How effective is Tabu search to configure support vector regression for effort estimation?

  • Authors:
  • A. Corazza;S. Di Martino;F. Ferrucci;C. Gravino;F. Sarro;E. Mendes

  • Affiliations:
  • University of Napoli "Federico II", Napoli, Italy;University of Napoli "Federico II", Napoli, Italy;University of Salerno, Fisciano (SA), Italy;University of Salerno, Fisciano (SA), Italy;University of Salerno, Fisciano (SA), Italy;University of Auckland, Auckland, New Zeland

  • Venue:
  • Proceedings of the 6th International Conference on Predictive Models in Software Engineering
  • Year:
  • 2010

Quantified Score

Hi-index 0.00

Visualization

Abstract

Background. Recent studies have shown that Support Vector Regression (SVR) has an interesting potential in the field of effort estimation. However applying SVR requires to carefully set some parameters that heavily affect the prediction accuracy. No general guidelines are available to select these parameters, whose choice also depends on the characteristics of the data set used. This motivates the work described in this paper. Aims.
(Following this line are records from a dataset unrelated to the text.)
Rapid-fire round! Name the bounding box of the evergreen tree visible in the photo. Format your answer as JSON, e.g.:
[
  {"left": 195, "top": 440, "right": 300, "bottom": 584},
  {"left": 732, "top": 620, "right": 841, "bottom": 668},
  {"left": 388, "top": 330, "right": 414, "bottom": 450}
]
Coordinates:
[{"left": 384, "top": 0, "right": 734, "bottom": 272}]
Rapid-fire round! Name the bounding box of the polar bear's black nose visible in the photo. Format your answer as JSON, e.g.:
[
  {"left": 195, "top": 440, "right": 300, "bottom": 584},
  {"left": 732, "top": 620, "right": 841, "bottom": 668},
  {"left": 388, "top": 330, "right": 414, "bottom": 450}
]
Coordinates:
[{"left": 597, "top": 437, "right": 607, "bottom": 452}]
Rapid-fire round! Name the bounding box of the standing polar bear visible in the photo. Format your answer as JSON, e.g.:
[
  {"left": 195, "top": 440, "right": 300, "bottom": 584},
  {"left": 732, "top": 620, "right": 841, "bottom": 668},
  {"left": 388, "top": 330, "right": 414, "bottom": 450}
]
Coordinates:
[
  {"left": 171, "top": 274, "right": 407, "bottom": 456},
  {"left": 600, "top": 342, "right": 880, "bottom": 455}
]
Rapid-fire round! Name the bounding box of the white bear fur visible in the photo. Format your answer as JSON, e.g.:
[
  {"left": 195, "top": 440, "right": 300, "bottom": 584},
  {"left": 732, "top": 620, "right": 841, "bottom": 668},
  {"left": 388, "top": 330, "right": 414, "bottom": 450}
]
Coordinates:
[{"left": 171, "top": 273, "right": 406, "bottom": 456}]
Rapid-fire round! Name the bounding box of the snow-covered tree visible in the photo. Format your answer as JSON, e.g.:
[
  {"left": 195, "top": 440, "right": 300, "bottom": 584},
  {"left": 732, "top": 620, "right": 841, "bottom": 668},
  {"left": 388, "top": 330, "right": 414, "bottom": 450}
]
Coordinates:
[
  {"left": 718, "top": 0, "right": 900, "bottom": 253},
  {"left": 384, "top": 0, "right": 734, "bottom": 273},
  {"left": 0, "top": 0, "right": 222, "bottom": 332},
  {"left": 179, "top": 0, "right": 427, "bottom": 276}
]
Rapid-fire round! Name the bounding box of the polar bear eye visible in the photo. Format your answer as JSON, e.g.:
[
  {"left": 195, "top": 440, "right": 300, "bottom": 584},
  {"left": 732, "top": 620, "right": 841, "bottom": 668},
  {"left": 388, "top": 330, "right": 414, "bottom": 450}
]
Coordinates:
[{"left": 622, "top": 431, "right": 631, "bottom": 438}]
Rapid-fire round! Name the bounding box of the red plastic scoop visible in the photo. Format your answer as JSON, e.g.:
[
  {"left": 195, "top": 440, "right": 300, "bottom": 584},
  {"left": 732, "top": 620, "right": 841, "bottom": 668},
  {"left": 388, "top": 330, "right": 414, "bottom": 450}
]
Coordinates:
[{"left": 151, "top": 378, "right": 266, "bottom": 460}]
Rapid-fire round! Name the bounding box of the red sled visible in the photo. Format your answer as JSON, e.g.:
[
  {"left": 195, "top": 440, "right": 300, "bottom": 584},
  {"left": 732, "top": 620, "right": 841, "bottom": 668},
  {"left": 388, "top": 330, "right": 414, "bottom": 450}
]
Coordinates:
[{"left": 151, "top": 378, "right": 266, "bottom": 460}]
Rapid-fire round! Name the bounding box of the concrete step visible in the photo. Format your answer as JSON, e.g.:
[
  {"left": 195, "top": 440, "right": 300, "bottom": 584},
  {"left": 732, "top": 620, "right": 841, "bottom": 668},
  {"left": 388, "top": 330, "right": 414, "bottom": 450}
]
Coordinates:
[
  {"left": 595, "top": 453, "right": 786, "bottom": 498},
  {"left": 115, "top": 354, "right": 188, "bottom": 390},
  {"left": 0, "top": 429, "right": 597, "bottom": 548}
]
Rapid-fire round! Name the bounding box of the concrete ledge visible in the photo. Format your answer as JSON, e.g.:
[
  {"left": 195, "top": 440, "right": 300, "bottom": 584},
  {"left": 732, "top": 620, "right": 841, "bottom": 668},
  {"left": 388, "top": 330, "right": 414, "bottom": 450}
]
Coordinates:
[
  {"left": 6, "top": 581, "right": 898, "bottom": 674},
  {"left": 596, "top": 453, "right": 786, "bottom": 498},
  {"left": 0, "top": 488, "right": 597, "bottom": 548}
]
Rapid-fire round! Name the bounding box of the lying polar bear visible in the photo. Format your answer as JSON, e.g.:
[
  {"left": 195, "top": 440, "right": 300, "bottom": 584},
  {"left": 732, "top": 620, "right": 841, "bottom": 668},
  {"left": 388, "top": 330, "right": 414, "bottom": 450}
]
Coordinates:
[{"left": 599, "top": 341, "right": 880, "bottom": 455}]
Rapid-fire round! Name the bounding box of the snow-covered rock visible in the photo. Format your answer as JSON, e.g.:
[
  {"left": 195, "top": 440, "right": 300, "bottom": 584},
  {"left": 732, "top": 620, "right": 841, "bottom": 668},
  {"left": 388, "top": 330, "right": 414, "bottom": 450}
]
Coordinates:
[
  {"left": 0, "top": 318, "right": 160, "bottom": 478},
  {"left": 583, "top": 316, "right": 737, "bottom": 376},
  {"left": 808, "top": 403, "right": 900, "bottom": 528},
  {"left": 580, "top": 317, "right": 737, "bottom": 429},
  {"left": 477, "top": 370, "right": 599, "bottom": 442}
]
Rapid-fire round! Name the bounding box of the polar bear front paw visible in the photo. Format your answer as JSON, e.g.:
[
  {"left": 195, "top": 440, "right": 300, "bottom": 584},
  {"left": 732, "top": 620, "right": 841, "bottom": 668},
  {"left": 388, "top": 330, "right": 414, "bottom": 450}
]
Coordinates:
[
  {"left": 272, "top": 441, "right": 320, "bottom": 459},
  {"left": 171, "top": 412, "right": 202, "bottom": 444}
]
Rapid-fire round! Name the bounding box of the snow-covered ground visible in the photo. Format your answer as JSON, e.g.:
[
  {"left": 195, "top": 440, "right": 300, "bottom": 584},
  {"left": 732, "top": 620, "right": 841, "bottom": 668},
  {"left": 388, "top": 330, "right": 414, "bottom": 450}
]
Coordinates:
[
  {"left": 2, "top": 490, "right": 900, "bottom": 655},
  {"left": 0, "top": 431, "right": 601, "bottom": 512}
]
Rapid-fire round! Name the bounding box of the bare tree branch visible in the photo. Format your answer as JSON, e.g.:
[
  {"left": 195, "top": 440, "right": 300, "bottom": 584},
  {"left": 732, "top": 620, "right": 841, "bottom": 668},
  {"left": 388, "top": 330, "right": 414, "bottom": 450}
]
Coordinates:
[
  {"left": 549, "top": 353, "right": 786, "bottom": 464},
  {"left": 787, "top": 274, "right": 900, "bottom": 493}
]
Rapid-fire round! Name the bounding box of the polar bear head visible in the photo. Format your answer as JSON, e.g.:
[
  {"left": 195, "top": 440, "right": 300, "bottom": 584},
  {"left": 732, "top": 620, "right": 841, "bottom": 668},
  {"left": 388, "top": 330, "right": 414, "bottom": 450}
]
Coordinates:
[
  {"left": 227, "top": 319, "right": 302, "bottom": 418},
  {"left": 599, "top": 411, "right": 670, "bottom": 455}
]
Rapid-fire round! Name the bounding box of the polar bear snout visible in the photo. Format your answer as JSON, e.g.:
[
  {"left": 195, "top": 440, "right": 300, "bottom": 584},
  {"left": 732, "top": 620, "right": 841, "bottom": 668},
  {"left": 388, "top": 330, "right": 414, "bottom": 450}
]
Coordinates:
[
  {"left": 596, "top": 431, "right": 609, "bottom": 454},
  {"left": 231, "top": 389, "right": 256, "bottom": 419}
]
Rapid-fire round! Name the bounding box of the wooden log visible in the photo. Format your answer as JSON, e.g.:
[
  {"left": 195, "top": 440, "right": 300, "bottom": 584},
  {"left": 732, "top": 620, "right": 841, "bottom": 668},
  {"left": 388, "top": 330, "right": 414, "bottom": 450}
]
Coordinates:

We have investigated the use of an optimization technique in combination with SVR to select a suitable subset of parameters to be used for effort estimation. This technique is named Tabu Search (TS), which is a meta-heuristic approach used to address several optimization problems. Method. We employed SVR with linear and RBF kernels, and used variables' preprocessing strategies (i.e., logarithmic). As for the data set, we employed the Tukutuku cross-company database, which is widely adopted in Web effort estimation studies, and performed a hold-out validation using two different splits of the data set. As benchmark, results are compared to those obtained with Manual StepWise Regression, Case-Based Reasoning, and Bayesian Networks. Results. Our results show that TS provides a good choice of parameters, so that the combination of TS and SVR outperforms any other technique applied on this data set. Conclusions. The use of the meta-heuristic Tabu Search allowed us to obtain (I) an automatic choice of the parameters required to run SVR, and (II) a significant improvement on prediction accuracy for SVR. While we are not guaranteed that this is the global optimum, the results we are presenting are the best performance ever obtained on the problem at the hand, up to now. Of course, the experimental results here presented should be assessed on further data. However, they are surely interesting enough to suggest the use of SVR among the techniques that are suitable for effort estimation, especially when using a cross-company database.